Review Summary: Mylo Xyloto brings Coldplay to a wonderfully bombastic, and colorful, new direction.
Sometime in the middle of the year 2000, a humble new British band named Coldplay released their debut full length LP entitled Parachutes. The album released to exceptional sales and received universal critical acclaim, most notably for the single “Yellow”. However, some critics accused Coldplay of stealing the musical style of big-time band U2 and the lead singer Chris Martin mimicking the high vocals of Radiohead. These acclaims have haunted the band throughout the years, even after four massively successful album releases. Then, sometime after the release of their famous “Viva La Vida”, Coldplay realized they needed a true identity; one to separate them from the rest of the pack. That train of thought led to the creation of their newest album, “Mylo Xyloto”. This is essentially Coldplay finding a true direction, and a real sound.
After the calming short intro of the title track, Mylo Xyloto begins with the shockingly upbeat instruments of “Hurts Like Heaven”, with Chris bellowing shamelessly cheesy lyrics such as “You use your heart as a weapon and it hurts like heaven” and “Yes, I feel nervous and I cannot relax”. These lyrics imply that while Coldplay is comfortable with their new sound, they are unsure of how their audience will respond to the new direction. Yet from the way the rest of the album sounds, it seems as though they stopped caring and just decided to finally have fun.
The next song, “Paradise”, is also one of two singles released before the album. With the catchy chorus and heavy sound, it is understandable that this song may be considered the “Violet Hill” of the album. This is a really great song, one that has gotten rather popular over time. However, this is overshadowed by the next song, which also happens to be my personal favorite, “Charlie Brown”. The song starts with a sort of wailing that seems as though it could be heard around the globe, then quickly turns into a heavy-hitting beat with drums and guitars slamming as Chris hums to the music. With a few small breaks in the middle for buildup, the song finally ends with a small piano solo to serve as an outro; a brilliant moment for the album.
As the song “M.M.I.X” comes around, we have hit the mid-way point: “Every Teardrop is a Waterfall”. This song was the first single to be released from the album, and has become the most popular one at that. “Teardrop” was the first indication that Coldplay has succumbed to their pop side, while still having a rocking core. The lyrics are mostly made up of terrible metaphors such as “I’d rather be a comma than a full stop” that, while they can make one flinch, do have a strangely likable center.
After “Teardop” is, strangely, “Major Minus”. “Major Minus” actually appeared on the “Every Teardrop is a Waterfall” EP as a B-Side, which makes it surprising that it would appear on the actual album. The song starts with a catchy acoustic riff and a distorted Chris singing “They’ve one eye watching you” for a while, then the rest of the band comes in.
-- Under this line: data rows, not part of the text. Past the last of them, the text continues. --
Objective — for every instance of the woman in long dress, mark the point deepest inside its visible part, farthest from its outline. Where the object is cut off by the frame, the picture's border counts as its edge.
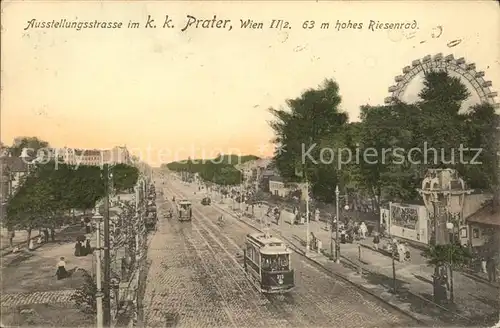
(61, 272)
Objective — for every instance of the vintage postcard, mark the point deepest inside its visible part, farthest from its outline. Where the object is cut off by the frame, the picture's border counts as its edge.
(250, 164)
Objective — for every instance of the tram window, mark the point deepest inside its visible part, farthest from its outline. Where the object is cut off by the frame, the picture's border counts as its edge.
(275, 262)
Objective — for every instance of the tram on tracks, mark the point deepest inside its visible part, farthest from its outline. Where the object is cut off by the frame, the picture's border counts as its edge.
(267, 263)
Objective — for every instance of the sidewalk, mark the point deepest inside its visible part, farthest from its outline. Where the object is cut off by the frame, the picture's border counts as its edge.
(476, 301)
(30, 292)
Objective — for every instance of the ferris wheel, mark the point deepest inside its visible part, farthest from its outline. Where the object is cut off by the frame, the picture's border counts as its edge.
(449, 64)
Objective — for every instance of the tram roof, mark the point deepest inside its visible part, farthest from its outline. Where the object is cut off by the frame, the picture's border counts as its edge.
(269, 245)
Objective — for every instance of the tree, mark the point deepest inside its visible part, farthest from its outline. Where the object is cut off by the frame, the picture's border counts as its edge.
(27, 142)
(303, 126)
(446, 257)
(85, 297)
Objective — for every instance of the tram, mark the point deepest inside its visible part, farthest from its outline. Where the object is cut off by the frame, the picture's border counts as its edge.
(267, 263)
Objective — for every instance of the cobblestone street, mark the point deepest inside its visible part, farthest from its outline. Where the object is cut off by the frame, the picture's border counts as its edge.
(196, 279)
(16, 299)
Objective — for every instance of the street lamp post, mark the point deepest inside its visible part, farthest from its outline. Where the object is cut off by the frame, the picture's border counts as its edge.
(99, 294)
(337, 245)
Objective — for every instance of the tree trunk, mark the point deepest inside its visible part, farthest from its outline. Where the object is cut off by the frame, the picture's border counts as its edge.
(439, 285)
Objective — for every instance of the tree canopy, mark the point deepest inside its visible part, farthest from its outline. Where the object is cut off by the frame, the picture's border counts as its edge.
(220, 170)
This isn’t one of the best songs off the album, but it is a decent, uplifting song.
After the pleasant interlude provided by the short-yet-sweet acoustic “U.F.O.”, the album enters its second half with “Princess of China”. With an electronic backdrop and a much commented on guest appearance by Rihanna, the song has split Coldplay fans in half. Some complained, saying that this is Coldplay turning too mainstream, while others said that the song’s beats and structure made good use of Rihanna’s vocals. Personally it’s not one of my favorite songs off the album, but it is a great song and marks a key point in Coldplay’s career.
The album then starts to hint at its end with “Up in Flames”. With a simple, slow beat, piano, and lyrics such as “So, it’s over. This time you’re flying on, this time I know no song”, this is probably one of the saddest songs here. After a couple quiet minutes, the guitars come in to show a small sign of life, as well as leading into “A Hopeful Transmission”, the last break before the end.
“Don’t Let It Break Your Heart”, the penultimate track, begins much like “Charlie Brown”, only that it skips the whole whaling and just gets straight to the banging. The entire song has a world-is-ending feel, and directly flows into the ending song, “Up With The Birds”. This song shares a fair amount off of “Up in Flames”, showing similarities in title and in the overall feel. That is, until the second half. After a brief mid-song interlude with synths and awkward breathing, the song suddenly pumps up in energy and becomes a song that relates more to “Major Minus” than with “Up in Flames”. The song is a fitting end that shows both spectrums of the album and creates a third spectrum within itself, one that says “This is the new Coldplay. Deal with it.”